Tom O'Toole

Personal information
- Nationality: American

Career information
- College: Boston College (1949–1952)
- NBA draft: 1952: undrafted
- Position: Guard

Career highlights
- NCAA assists leader (1952);

= Tom O'Toole (Boston College basketball) =

American basketball player

Thomas O'Toole was an American basketball player best known for his collegiate career at Boston College. A left-handed guard, O'Toole scored 703 points in his three-year varsity career between 1949–50 and 1951–52. Despite averaging 10.3 points per game for his career, which in the early 1950s was an impressive number, he was known more for his tenacious play and ability to distribute the basketball to his teammates. He is the NCAA's second ever officially recognized season assists leader, and his 7.89 assists per game as a senior topped the nation. O'Toole would also become the last assists champion recognized for 31 years until the NCAA began keeping track again in 1983–84.

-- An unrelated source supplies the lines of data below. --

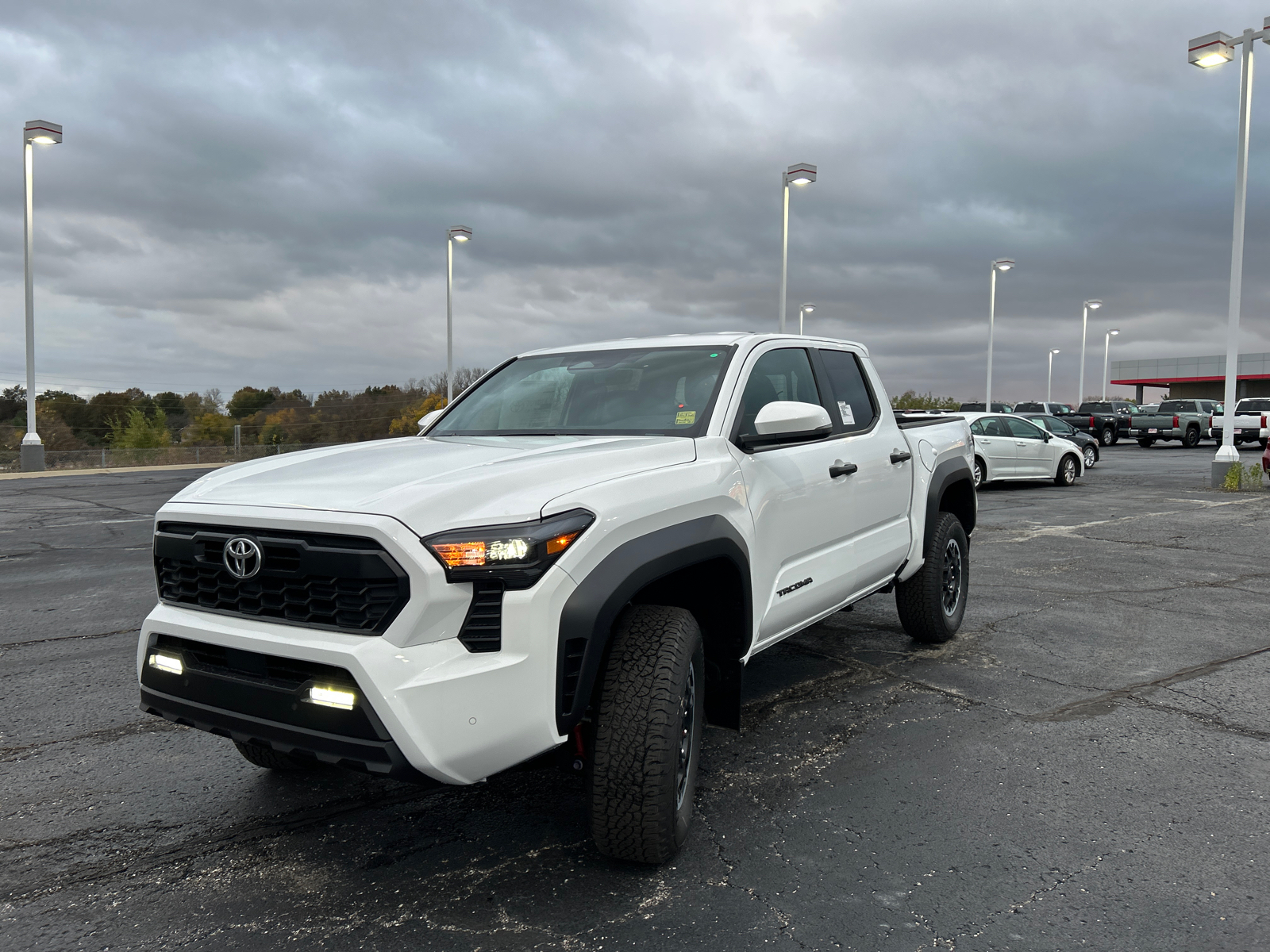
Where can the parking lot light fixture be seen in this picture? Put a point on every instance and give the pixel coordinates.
(1085, 327)
(460, 234)
(803, 310)
(1210, 51)
(1000, 264)
(1106, 355)
(799, 175)
(37, 132)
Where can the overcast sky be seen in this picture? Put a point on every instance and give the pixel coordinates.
(258, 194)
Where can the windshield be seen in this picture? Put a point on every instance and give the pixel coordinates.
(649, 391)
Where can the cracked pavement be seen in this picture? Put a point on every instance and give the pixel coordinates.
(1086, 765)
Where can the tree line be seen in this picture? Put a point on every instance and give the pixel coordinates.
(270, 416)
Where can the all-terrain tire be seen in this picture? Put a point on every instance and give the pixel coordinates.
(648, 735)
(275, 759)
(931, 603)
(1067, 471)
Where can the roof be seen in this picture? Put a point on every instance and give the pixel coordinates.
(708, 340)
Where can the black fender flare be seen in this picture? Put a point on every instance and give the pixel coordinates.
(588, 615)
(948, 474)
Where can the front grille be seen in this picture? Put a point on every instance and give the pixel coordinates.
(338, 583)
(483, 628)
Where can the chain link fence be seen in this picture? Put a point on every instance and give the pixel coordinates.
(107, 459)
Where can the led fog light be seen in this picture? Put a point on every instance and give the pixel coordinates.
(167, 663)
(333, 697)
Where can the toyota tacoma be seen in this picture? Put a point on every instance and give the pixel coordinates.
(579, 554)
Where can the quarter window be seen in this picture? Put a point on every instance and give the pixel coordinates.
(854, 405)
(778, 374)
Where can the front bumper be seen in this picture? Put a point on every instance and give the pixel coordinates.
(444, 712)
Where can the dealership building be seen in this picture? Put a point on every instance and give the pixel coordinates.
(1194, 376)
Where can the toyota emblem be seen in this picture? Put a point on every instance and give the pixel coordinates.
(243, 558)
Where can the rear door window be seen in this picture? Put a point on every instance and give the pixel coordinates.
(852, 403)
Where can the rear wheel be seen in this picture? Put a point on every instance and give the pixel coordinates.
(931, 605)
(648, 734)
(273, 759)
(1067, 470)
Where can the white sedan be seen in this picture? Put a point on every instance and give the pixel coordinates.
(1009, 447)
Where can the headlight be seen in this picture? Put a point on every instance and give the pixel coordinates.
(516, 555)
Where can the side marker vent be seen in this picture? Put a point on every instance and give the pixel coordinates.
(483, 628)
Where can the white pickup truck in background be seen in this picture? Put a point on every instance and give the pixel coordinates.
(1250, 422)
(582, 552)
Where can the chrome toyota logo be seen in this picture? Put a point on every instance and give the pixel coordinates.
(243, 558)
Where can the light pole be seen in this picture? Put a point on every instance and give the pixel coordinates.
(1106, 355)
(459, 232)
(804, 309)
(800, 175)
(44, 133)
(1085, 327)
(1001, 264)
(1206, 52)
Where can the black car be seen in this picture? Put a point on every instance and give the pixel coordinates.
(1087, 444)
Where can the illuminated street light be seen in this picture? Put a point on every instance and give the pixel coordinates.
(1206, 52)
(800, 175)
(1001, 264)
(1106, 355)
(1085, 325)
(44, 133)
(459, 232)
(804, 309)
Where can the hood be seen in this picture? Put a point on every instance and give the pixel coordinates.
(433, 484)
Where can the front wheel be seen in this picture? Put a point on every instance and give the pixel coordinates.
(931, 603)
(648, 735)
(1066, 475)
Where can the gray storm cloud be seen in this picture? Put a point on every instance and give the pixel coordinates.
(258, 194)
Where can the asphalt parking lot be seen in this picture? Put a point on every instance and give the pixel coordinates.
(1085, 766)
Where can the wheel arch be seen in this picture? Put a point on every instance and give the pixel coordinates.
(952, 490)
(702, 566)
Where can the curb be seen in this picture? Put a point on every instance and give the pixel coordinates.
(108, 471)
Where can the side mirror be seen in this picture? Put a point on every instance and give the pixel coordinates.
(789, 422)
(427, 419)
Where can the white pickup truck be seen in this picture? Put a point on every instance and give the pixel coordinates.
(1250, 422)
(582, 552)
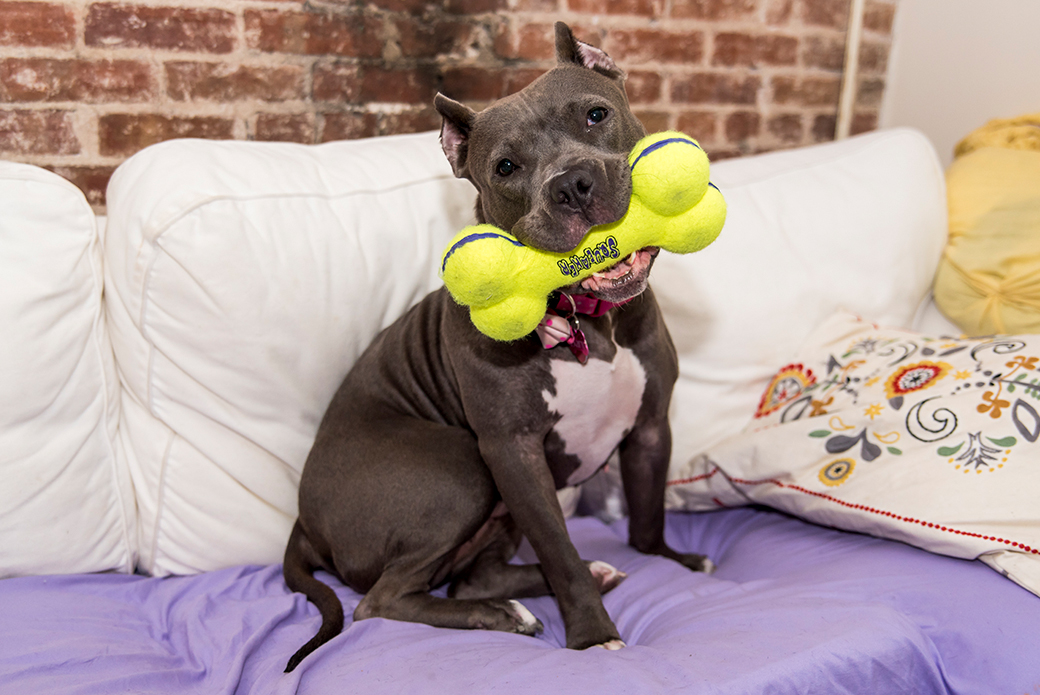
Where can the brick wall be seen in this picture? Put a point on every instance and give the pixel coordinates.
(84, 83)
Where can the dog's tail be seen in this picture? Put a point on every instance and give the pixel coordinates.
(301, 561)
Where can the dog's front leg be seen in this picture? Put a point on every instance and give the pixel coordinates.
(645, 454)
(522, 477)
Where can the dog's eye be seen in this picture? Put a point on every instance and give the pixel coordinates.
(505, 168)
(595, 116)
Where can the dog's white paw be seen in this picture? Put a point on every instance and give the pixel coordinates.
(528, 623)
(613, 645)
(606, 575)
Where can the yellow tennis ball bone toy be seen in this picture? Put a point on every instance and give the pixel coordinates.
(505, 284)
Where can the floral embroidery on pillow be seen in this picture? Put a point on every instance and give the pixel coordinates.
(790, 382)
(899, 390)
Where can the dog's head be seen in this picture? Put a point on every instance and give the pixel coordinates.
(551, 160)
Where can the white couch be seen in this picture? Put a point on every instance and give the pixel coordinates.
(163, 375)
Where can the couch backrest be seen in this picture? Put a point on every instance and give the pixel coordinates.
(856, 225)
(243, 279)
(66, 499)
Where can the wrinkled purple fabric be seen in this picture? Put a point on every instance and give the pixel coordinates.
(791, 609)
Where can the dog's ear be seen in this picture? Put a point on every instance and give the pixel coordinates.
(570, 50)
(458, 121)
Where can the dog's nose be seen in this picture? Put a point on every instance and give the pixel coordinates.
(573, 189)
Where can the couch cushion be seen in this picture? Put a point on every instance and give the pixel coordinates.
(858, 224)
(243, 280)
(926, 439)
(66, 504)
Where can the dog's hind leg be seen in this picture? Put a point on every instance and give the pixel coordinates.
(491, 575)
(301, 561)
(399, 594)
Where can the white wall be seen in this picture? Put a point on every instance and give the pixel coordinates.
(957, 63)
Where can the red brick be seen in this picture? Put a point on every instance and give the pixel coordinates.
(399, 86)
(807, 92)
(879, 17)
(226, 82)
(776, 50)
(537, 5)
(125, 133)
(869, 93)
(169, 28)
(832, 14)
(638, 7)
(36, 24)
(733, 49)
(519, 78)
(414, 121)
(826, 53)
(474, 6)
(716, 88)
(348, 125)
(410, 6)
(719, 153)
(742, 126)
(786, 127)
(654, 122)
(644, 86)
(285, 128)
(336, 82)
(474, 83)
(421, 37)
(24, 131)
(778, 13)
(713, 9)
(310, 33)
(529, 42)
(655, 45)
(92, 180)
(91, 81)
(699, 125)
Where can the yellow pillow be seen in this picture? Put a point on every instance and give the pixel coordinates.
(989, 278)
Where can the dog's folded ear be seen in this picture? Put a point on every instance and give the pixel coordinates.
(571, 50)
(458, 121)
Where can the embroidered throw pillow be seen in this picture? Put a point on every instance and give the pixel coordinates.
(930, 440)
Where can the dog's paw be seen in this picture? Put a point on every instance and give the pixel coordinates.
(525, 622)
(606, 575)
(613, 645)
(698, 563)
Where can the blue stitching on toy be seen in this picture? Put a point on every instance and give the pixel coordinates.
(473, 237)
(658, 145)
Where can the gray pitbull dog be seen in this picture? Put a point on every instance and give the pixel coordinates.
(442, 446)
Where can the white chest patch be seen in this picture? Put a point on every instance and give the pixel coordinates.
(597, 404)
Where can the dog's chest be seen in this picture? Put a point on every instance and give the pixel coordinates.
(597, 404)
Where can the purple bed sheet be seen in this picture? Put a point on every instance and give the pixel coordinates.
(793, 608)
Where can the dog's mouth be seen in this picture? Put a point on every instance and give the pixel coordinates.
(623, 280)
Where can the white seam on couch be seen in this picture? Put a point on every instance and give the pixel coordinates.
(159, 499)
(96, 252)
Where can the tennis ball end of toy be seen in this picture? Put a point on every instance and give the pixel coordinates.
(477, 260)
(670, 173)
(511, 318)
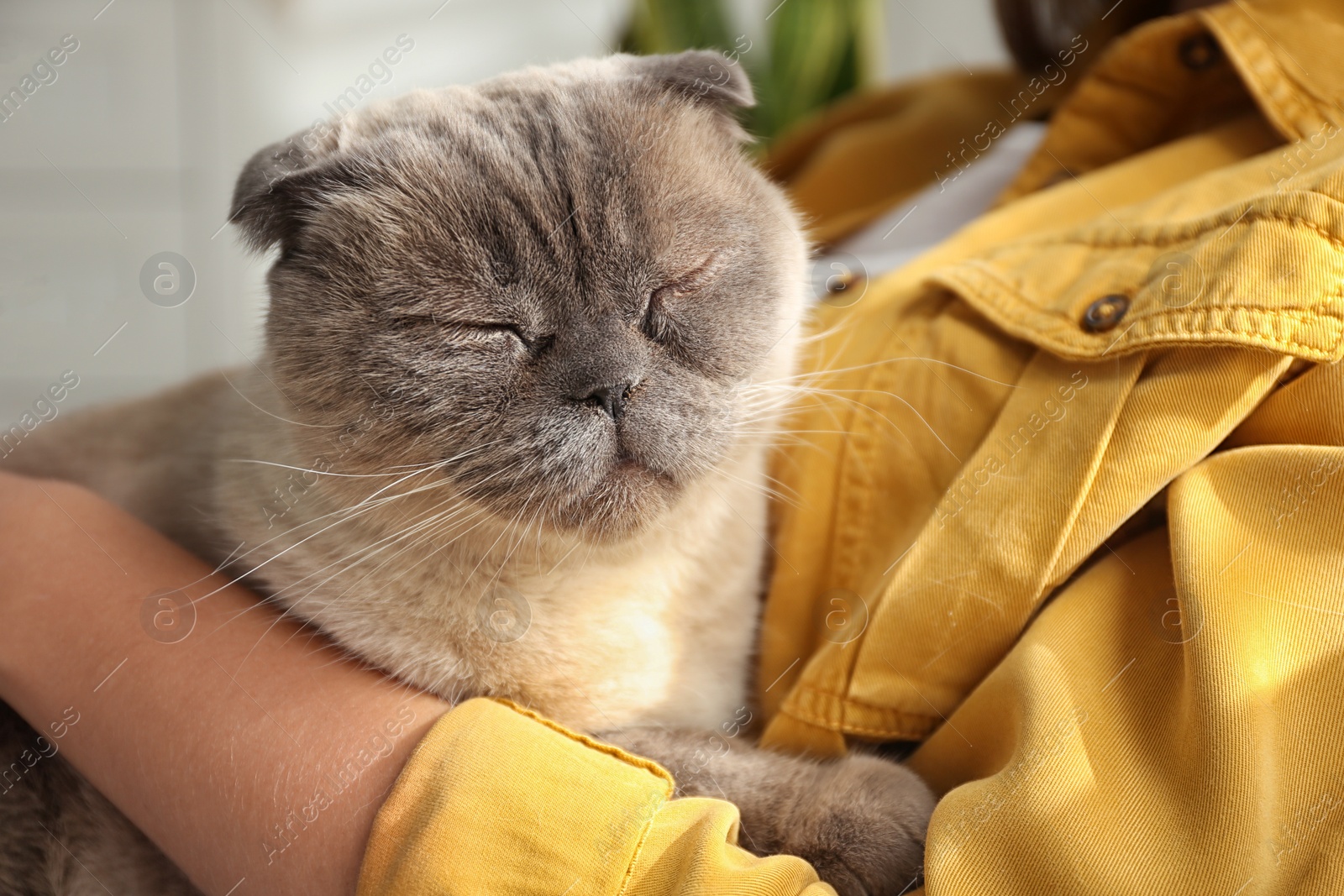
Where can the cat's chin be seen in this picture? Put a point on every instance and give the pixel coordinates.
(624, 504)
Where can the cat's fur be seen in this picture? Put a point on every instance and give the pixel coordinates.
(508, 434)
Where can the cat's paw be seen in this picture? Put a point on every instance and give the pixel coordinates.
(862, 825)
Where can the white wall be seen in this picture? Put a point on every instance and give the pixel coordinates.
(134, 147)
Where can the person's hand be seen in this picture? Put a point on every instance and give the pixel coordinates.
(208, 720)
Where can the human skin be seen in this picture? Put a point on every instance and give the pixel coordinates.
(207, 743)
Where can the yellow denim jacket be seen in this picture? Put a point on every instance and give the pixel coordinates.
(1068, 506)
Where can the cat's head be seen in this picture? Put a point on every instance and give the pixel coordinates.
(553, 285)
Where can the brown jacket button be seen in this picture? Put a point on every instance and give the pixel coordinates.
(1200, 51)
(1105, 312)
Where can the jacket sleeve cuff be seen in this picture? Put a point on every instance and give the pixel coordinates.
(497, 799)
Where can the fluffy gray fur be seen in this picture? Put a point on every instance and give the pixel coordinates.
(523, 352)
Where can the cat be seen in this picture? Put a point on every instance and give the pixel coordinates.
(508, 437)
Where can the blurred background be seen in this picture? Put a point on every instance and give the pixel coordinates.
(118, 163)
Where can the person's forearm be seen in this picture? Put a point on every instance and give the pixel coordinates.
(252, 754)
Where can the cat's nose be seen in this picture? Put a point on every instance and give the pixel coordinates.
(609, 398)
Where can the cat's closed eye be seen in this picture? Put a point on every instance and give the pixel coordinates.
(484, 332)
(659, 322)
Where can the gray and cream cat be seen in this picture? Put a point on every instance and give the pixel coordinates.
(515, 363)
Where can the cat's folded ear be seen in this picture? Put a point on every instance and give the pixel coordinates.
(281, 183)
(703, 76)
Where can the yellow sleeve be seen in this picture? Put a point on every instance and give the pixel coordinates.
(497, 799)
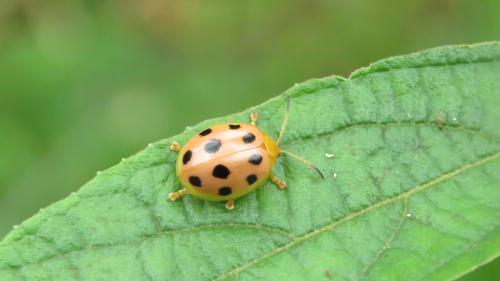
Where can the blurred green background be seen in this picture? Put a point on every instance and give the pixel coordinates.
(85, 82)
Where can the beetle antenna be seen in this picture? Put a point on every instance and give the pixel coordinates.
(285, 120)
(308, 163)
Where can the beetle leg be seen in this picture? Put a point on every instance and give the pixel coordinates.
(176, 195)
(254, 116)
(175, 146)
(230, 204)
(279, 183)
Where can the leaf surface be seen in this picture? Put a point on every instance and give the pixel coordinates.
(410, 148)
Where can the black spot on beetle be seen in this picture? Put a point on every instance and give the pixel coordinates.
(186, 157)
(248, 138)
(205, 132)
(224, 191)
(212, 146)
(195, 181)
(221, 172)
(251, 179)
(255, 159)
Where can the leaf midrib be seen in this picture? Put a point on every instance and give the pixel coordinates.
(283, 232)
(329, 227)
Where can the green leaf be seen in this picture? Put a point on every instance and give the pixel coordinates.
(411, 193)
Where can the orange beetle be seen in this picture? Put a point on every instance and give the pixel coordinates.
(227, 161)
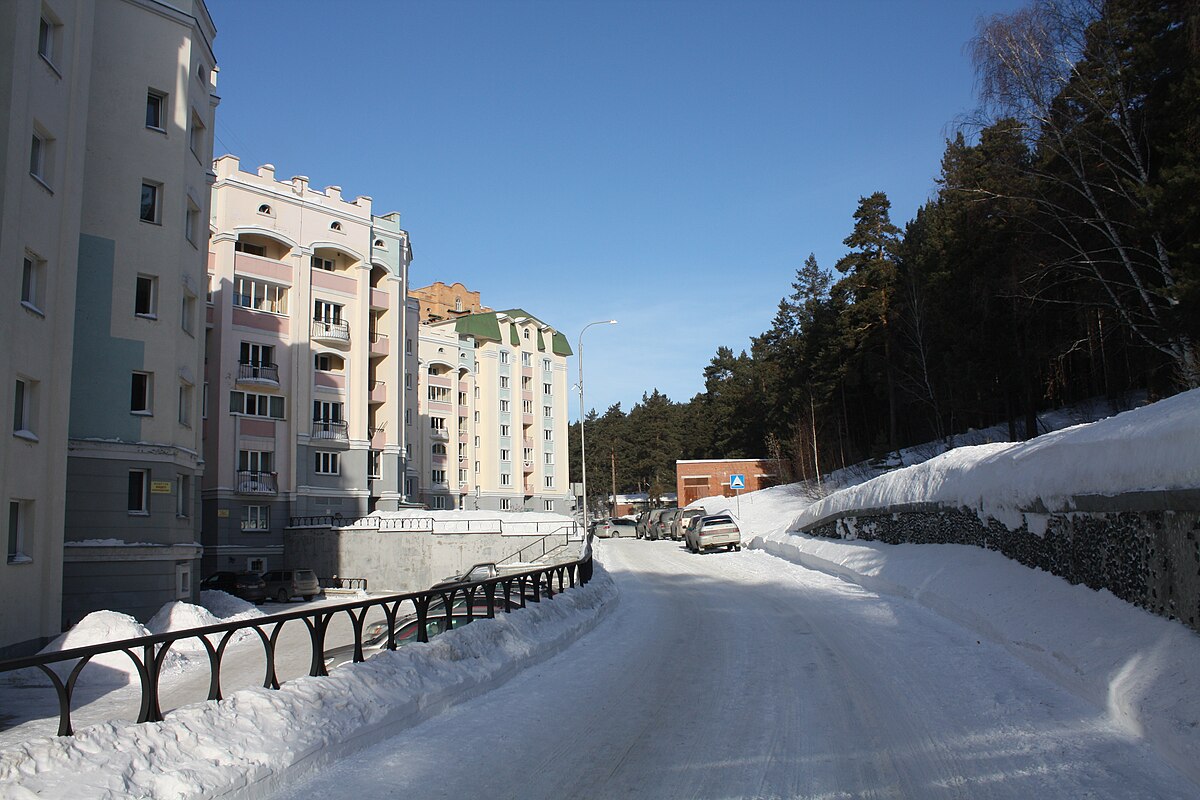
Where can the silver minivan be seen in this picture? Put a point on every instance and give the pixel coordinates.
(286, 584)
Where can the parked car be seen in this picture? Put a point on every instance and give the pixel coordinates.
(713, 531)
(665, 521)
(681, 522)
(653, 527)
(286, 584)
(247, 585)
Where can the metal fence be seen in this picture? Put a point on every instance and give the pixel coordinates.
(149, 653)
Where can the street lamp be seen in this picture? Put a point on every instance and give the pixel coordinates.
(583, 450)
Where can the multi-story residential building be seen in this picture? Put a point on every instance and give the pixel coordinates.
(493, 410)
(105, 180)
(310, 362)
(441, 301)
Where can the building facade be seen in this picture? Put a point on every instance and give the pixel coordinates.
(708, 477)
(105, 185)
(310, 349)
(493, 414)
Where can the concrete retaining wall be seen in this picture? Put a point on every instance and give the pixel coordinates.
(1150, 558)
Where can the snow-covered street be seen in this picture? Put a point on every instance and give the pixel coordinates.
(741, 674)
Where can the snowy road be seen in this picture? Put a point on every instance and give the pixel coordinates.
(742, 675)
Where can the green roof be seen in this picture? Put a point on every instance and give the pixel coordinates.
(483, 326)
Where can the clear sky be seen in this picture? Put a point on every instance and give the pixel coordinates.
(665, 163)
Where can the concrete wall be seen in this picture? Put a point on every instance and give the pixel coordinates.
(395, 561)
(1149, 555)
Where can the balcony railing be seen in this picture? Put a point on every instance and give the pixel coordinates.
(330, 331)
(250, 482)
(330, 429)
(258, 373)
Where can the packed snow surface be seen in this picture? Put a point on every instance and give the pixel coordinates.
(1151, 447)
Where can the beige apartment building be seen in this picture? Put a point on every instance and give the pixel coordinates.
(105, 194)
(310, 361)
(493, 414)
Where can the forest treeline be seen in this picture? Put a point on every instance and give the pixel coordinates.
(1057, 260)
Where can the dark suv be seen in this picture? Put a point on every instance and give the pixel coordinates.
(247, 585)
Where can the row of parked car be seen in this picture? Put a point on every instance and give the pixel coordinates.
(696, 528)
(256, 588)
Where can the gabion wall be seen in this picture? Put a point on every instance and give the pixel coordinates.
(1147, 558)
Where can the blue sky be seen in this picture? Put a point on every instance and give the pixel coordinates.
(664, 163)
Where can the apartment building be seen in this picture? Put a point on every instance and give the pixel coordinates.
(493, 414)
(105, 191)
(309, 354)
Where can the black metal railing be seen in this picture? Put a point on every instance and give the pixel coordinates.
(264, 372)
(250, 482)
(149, 653)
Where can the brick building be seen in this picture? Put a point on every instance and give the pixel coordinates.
(711, 476)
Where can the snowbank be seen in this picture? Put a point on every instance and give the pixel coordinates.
(246, 744)
(1151, 447)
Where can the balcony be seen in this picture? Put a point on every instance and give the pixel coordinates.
(261, 374)
(330, 332)
(379, 344)
(335, 429)
(257, 482)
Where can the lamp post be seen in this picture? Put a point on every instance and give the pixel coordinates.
(583, 450)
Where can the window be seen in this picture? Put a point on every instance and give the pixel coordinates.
(139, 489)
(185, 404)
(31, 277)
(19, 517)
(23, 409)
(253, 404)
(183, 495)
(145, 296)
(192, 223)
(187, 314)
(49, 38)
(325, 463)
(259, 295)
(256, 518)
(196, 139)
(142, 392)
(156, 110)
(40, 150)
(151, 203)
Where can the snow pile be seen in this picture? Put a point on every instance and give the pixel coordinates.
(256, 738)
(1151, 447)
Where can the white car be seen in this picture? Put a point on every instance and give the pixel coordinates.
(712, 531)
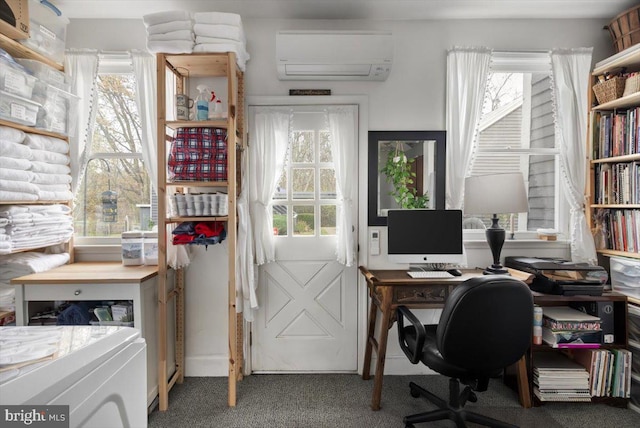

In his final game as a Boston College Eagle, O'Toole scored 23 points as his team upset highly favored Holy Cross, 64–61. The win capped a 22–5 season, one of the school's best ever, as he exited the court to a standing ovation.

After college, O'Toole forwent any professional basketball aspirations and decided to coach instead, including high school. In 1977 he was inducted into the Boston College Varsity Club Athletic Hall of Fame.